Supply Chain Control
It’s no secret that the global supply chain has become a concern for businesses in most industries. Considering the reliability of a sample collection device manufacturer should not be overlooked, as backordered components for sample collection devices can bring a company’s growth to a halt. A sample collection device manufacturer should control the entirety of their supply chain to ensure consistent production, so they are not inhibited by relying on components from other suppliers. Additionally, a sample collection device manufacturer should have the flexibility and production capacity to scale with the growth of the businesses they supply to.
The Best Sample Collection Devices for Direct-to-Consumer Applications
With all of these considerations, finding a sample collection device may seem like a daunting task, but there are two options that meet all of the above criteria. Zymo Research’s SafeCollect Saliva Collection Kit and SafeCollect Swab Collection Kit were designed specifically for unsupervised sample collection and at-home testing applications.
SafeCollect devices come in two formats: one for swabs and one for saliva (Figure 2). Both formats feature DNA/RNA Shield in the sealed tube chamber, a solution that inactivates infectious agents, stabilizes DNA and RNA for up to 30 days at ambient temperature (or indefinitely when frozen), and an automation-compatible tube and cap. Spills are prevented by a safety seal that isolates the DNA/RNA Shield reagent from user contact.
With the SafeCollect Swab Collection Kit, the sample is brought into contact with DNA/RNA Shield by puncturing the safety seal with a swab after sample collection. The swab is then broken to fit within the collection tube, and the tube is capped. A variety of swabs are compatible to accommodate a variety of applications and sample types.
The SafeCollect Saliva Collection Kit allows users to deposit saliva into the tube with a user-friendly funnel.

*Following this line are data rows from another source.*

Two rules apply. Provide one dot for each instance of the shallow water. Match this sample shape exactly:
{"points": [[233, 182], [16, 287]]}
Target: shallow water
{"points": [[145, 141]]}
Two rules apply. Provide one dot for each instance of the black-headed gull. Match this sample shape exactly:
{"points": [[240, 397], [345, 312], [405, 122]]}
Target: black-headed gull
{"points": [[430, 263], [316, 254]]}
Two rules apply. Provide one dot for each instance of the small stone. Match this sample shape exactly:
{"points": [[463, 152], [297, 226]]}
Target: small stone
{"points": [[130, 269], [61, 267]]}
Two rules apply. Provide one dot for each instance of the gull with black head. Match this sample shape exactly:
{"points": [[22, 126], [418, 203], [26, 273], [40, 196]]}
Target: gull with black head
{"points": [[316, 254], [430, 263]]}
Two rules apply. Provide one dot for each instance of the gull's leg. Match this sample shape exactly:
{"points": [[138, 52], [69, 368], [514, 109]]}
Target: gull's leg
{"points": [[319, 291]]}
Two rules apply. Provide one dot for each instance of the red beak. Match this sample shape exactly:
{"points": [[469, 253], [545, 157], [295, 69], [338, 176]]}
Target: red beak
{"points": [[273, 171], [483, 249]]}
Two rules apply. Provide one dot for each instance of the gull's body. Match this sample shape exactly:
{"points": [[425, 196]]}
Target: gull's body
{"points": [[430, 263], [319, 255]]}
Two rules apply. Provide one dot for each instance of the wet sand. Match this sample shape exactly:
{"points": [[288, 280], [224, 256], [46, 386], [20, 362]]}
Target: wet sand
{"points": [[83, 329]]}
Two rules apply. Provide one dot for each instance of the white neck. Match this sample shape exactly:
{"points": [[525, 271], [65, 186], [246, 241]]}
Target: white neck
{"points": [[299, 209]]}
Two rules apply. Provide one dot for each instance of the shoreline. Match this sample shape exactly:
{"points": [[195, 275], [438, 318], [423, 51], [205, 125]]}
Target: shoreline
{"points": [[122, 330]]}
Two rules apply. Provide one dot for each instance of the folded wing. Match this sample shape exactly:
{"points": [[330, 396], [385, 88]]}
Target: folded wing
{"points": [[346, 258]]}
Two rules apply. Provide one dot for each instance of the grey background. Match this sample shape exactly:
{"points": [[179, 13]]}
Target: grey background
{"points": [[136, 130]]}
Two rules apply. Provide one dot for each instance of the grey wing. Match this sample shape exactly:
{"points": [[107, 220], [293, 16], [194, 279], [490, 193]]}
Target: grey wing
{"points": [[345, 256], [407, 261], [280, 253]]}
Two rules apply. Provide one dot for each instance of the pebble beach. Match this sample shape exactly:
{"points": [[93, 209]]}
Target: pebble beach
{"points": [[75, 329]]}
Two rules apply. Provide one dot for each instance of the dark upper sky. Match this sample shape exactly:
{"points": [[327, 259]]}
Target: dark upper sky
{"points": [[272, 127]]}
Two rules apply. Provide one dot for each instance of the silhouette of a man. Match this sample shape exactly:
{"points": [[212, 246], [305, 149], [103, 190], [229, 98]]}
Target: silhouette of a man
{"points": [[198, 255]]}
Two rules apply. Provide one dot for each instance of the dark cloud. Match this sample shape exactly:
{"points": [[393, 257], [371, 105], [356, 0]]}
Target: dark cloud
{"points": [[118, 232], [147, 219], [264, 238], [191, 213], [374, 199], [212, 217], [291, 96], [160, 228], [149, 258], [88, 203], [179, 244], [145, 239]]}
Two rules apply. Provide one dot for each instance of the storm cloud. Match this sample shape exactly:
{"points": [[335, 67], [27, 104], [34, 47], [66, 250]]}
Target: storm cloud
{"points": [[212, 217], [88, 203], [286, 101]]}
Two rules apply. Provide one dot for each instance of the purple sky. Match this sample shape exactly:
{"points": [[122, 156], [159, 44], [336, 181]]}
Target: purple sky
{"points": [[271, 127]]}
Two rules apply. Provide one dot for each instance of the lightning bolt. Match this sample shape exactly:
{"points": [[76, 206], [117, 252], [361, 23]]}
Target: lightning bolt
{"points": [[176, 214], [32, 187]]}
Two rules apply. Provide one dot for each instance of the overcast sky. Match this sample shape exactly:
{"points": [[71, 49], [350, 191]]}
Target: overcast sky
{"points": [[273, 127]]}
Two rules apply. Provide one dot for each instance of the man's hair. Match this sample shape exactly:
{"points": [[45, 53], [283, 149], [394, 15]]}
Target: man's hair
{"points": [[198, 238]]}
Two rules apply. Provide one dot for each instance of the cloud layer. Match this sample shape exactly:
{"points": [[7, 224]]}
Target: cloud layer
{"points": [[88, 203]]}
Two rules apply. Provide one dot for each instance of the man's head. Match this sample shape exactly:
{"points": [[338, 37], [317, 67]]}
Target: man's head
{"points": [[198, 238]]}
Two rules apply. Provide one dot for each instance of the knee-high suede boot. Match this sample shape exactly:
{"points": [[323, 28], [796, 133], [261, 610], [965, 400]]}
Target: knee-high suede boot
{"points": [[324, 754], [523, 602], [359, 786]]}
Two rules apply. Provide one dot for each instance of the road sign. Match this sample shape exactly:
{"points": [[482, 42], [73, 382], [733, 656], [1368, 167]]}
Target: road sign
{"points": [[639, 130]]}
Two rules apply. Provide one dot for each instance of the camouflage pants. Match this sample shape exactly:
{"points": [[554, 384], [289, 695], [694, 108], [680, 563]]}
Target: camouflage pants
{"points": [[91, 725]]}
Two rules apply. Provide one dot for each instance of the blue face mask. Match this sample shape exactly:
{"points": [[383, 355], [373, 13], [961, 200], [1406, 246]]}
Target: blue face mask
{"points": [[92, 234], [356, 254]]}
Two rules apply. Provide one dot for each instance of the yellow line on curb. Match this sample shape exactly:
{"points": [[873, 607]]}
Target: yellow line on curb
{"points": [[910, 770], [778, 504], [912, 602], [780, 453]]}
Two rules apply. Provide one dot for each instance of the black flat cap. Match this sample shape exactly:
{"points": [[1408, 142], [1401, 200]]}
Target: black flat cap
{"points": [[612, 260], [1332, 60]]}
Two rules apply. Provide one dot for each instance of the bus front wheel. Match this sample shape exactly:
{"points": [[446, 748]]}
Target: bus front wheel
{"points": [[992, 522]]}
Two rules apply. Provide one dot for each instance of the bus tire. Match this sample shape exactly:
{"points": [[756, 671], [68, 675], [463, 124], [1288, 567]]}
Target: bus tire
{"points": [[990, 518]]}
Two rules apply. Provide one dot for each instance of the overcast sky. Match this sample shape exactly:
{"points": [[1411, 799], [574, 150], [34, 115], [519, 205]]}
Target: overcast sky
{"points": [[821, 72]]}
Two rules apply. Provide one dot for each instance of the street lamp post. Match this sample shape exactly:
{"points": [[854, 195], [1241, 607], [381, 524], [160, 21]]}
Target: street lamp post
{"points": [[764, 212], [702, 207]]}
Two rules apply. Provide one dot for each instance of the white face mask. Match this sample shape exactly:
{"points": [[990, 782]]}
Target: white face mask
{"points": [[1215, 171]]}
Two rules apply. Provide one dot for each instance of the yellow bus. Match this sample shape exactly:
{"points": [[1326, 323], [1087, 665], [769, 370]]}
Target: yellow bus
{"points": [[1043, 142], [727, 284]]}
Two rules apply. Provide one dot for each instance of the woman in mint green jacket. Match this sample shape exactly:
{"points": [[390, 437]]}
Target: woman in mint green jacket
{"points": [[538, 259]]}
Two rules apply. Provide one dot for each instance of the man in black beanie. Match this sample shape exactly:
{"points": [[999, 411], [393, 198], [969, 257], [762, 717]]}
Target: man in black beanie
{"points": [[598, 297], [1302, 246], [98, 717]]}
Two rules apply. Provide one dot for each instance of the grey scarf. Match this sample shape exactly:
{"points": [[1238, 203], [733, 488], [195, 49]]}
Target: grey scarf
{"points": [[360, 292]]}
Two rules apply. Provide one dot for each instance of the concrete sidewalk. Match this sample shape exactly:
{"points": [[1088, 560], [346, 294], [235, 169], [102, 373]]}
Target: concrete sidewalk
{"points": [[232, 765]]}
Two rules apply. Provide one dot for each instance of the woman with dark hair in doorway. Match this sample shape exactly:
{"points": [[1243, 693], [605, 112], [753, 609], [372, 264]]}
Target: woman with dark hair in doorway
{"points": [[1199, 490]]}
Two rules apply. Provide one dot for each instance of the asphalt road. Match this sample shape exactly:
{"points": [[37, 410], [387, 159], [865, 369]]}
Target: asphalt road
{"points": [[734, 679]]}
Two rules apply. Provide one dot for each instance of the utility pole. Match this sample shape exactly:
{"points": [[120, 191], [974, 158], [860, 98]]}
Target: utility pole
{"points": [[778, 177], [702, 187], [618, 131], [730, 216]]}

Once enough saliva is collected, the funnel is removed and replaced with a tube cap featuring a Safe Puncture Cap Tip™. Capping the tube punctures the safety seal, allowing DNA/RNA Shield to mix with the saliva sample once the cap is screwed onto the tube.
Zymo Research is the preferred supplier of sample collection devices for many direct-to-consumer testing companies. With virtually unlimited production capacity and as the sole manufacturer of all components in SafeCollect Collection Kits, Zymo Research can scale production to match any business’s growth and sustain supply through the rapidly evolving era of modern biological testing.